First, interest in the 2016 presidential campaign is at a record high. A Pew Research Center survey conducted in July showed 80 percent of registered voters have thought about the election quite a lot, a level higher than Pew has ever recorded. That suggests the vast majority of voters, even those who rarely cast votes, are making it through screens designed to weed out unlikely voters.
Second, volumes of political science research suggests that voters who tell a pollster they are unlikely to vote are telling the truth. If they don’t plan to show up on Election Day, they almost certainly won’t.
In fact, both Democrats and Republicans are coming to concrete conclusions about the types of irregular or rare voters who might be attracted to the polls to vote for Trump. Trump is likely to outperform Romney among blue-collar whites in suburban and exurban areas, especially in Midwestern and Rust Belt states hit hard by the decline in manufacturing.
Pollsters are including those voters in their samples, strategists on both sides said.
If you believe Politico, the Democratic brain trust is so confident of victory at this point that they’re practically measuring the drapes. David Plouffe, Obama’s 2008 campaign manager, insists that Pennsylvania is a done deal for Hillary; combined with the 249 reliably blue electoral votes she can count on, that would put her at 269, just one vote short of what she needs to win. (New Hampshire, where she leads big at last check, would put her over the top.) “I would argue she is sitting at 347,” said Plouffe, “but for argument’s sake we can suspend reality for a moment.” Given the amount of resources they’re putting into data and the stakes to them personally if they’re wrong, Democrats likely have a better handle on the state of public opinion now than public pollsters do. I don’t know why Plouffe would bluff about how confident he is either, knowing that a false sense of complacency on the left could lead some iffy Democratic voters to stay home. (The theory will be, I assume, that he secretly knows Hillary is losing but doesn’t want demoralized Trump fans to know he has a real chance.) Either way, the evidence that Team Hillary is worried about “undercover Trump voters” is very thin.
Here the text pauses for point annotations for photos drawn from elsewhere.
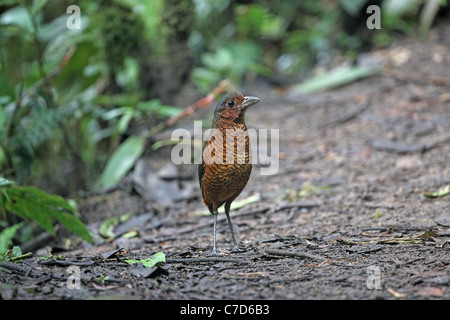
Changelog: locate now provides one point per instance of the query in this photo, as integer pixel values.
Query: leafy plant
(158, 257)
(33, 204)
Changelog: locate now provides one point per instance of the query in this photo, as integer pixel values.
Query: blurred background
(69, 98)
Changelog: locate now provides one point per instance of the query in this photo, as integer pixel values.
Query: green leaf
(5, 182)
(6, 236)
(150, 262)
(29, 202)
(121, 161)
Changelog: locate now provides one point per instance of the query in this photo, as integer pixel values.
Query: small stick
(294, 254)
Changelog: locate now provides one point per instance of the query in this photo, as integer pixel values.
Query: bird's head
(232, 107)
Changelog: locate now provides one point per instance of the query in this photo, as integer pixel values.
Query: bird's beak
(249, 100)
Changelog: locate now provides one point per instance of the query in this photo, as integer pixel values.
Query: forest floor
(345, 216)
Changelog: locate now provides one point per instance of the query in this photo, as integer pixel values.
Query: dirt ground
(345, 217)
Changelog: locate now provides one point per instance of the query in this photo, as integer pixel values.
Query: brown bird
(226, 164)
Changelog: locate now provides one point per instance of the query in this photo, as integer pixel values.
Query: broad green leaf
(334, 79)
(5, 182)
(73, 224)
(6, 236)
(29, 202)
(121, 161)
(150, 262)
(440, 193)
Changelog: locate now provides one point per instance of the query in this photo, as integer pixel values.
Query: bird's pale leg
(227, 212)
(214, 251)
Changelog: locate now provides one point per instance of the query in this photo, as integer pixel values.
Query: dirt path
(344, 217)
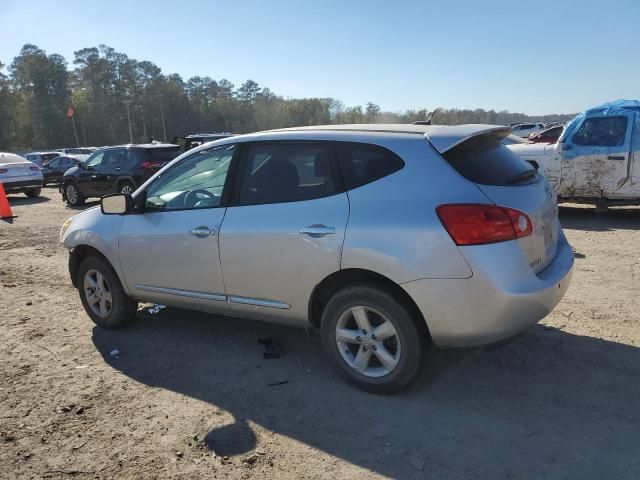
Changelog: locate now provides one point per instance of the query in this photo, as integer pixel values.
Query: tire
(403, 344)
(97, 280)
(126, 187)
(72, 195)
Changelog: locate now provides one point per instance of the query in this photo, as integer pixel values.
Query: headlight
(65, 225)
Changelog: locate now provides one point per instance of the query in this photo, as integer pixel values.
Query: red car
(550, 135)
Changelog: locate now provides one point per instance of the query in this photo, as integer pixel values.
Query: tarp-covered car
(597, 158)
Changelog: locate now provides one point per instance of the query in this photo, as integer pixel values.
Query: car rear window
(485, 160)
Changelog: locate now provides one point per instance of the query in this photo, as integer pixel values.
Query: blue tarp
(611, 108)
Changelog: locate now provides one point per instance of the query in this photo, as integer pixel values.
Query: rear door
(596, 159)
(285, 232)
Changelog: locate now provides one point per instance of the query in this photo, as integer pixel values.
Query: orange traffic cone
(5, 208)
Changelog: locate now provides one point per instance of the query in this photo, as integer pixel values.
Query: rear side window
(485, 160)
(362, 163)
(602, 132)
(287, 172)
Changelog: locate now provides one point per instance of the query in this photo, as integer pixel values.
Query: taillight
(477, 224)
(151, 164)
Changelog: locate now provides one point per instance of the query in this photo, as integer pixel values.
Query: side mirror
(115, 204)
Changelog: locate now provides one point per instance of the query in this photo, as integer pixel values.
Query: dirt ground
(190, 396)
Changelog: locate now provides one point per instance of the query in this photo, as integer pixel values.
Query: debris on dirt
(271, 349)
(155, 309)
(416, 462)
(65, 408)
(283, 382)
(250, 460)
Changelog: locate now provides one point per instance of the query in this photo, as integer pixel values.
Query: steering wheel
(194, 197)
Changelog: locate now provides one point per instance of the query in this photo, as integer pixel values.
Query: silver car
(386, 238)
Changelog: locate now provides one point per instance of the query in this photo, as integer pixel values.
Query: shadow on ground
(550, 404)
(15, 200)
(588, 219)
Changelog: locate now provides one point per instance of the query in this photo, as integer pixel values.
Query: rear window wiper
(522, 176)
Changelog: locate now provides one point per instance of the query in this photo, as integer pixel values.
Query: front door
(169, 254)
(285, 232)
(595, 160)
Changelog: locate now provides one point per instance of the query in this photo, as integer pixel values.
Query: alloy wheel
(72, 194)
(98, 293)
(368, 341)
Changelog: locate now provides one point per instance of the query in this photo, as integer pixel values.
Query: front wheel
(34, 192)
(102, 295)
(372, 339)
(73, 195)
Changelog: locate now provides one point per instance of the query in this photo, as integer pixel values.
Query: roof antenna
(428, 120)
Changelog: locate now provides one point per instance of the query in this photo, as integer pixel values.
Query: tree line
(117, 99)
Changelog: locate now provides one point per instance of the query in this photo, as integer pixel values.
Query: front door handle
(317, 231)
(202, 232)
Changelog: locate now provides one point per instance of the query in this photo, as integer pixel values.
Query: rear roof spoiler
(445, 137)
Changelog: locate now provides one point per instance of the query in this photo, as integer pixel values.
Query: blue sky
(536, 57)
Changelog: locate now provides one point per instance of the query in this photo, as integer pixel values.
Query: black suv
(115, 169)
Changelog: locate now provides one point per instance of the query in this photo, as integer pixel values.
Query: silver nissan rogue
(386, 238)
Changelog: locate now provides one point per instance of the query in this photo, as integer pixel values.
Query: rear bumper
(501, 299)
(19, 186)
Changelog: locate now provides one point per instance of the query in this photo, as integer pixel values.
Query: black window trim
(335, 172)
(226, 189)
(341, 145)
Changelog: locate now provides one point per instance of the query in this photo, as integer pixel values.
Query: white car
(19, 175)
(525, 129)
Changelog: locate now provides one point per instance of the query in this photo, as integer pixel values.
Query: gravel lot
(189, 394)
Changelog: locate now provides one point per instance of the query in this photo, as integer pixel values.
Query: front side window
(602, 132)
(287, 172)
(362, 163)
(195, 182)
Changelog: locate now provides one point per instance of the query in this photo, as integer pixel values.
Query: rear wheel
(73, 195)
(371, 339)
(102, 295)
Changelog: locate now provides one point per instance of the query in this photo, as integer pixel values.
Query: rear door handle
(202, 232)
(317, 231)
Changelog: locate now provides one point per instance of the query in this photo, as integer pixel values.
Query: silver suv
(386, 238)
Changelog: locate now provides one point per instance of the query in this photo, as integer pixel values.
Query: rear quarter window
(363, 163)
(485, 160)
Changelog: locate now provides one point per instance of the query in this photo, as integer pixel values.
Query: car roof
(442, 137)
(207, 135)
(143, 145)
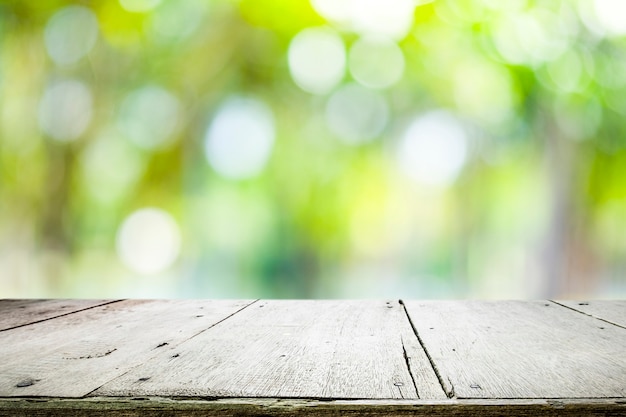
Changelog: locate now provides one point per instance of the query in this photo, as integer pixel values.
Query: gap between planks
(448, 391)
(55, 316)
(579, 310)
(237, 407)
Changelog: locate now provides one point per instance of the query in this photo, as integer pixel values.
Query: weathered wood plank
(16, 313)
(73, 355)
(153, 407)
(521, 349)
(610, 311)
(307, 349)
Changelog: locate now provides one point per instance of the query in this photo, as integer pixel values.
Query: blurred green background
(337, 148)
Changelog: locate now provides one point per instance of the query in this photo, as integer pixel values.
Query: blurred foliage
(197, 148)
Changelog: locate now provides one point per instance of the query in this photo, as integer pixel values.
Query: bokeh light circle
(239, 140)
(317, 60)
(433, 149)
(148, 241)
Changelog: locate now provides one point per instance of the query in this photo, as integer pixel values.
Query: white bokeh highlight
(392, 18)
(70, 34)
(611, 15)
(433, 150)
(355, 114)
(65, 110)
(148, 241)
(240, 139)
(317, 60)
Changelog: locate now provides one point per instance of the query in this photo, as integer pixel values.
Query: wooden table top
(290, 357)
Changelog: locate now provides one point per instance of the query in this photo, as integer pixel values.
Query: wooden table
(323, 358)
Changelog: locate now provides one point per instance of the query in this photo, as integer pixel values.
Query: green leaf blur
(273, 148)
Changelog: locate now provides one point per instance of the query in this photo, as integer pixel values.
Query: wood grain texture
(73, 355)
(153, 407)
(521, 349)
(613, 312)
(16, 313)
(307, 349)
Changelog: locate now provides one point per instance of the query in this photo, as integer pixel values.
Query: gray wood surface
(610, 311)
(72, 355)
(520, 349)
(16, 313)
(305, 349)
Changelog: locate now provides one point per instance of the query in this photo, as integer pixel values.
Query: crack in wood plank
(449, 392)
(183, 341)
(408, 366)
(60, 315)
(587, 314)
One last piece worth reading, though, if you’re looking for hope that the pollsters are underestimating Trump. Harry Enten of FiveThirtyEight published an analysis a few days ago noting that polls which involve live pollsters interviewing people over the phone have begun to show better numbers consistently for Hillary than automated or Internet polls that don’t involve a live person do. That wasn’t true earlier in the campaign but it’s true now. The difference isn’t wide enough to change the race fundamentally — Hillary leads by 7.1 points in live-interview polls versus 4.8 in automated ones — and Enten tends to believe that the live-interview polls are more accurate, but if you’re looking for evidence of a “Bradley effect” in which secret Trump voters are ashamed to tell a person on the phone that they intend to vote for him, there you go.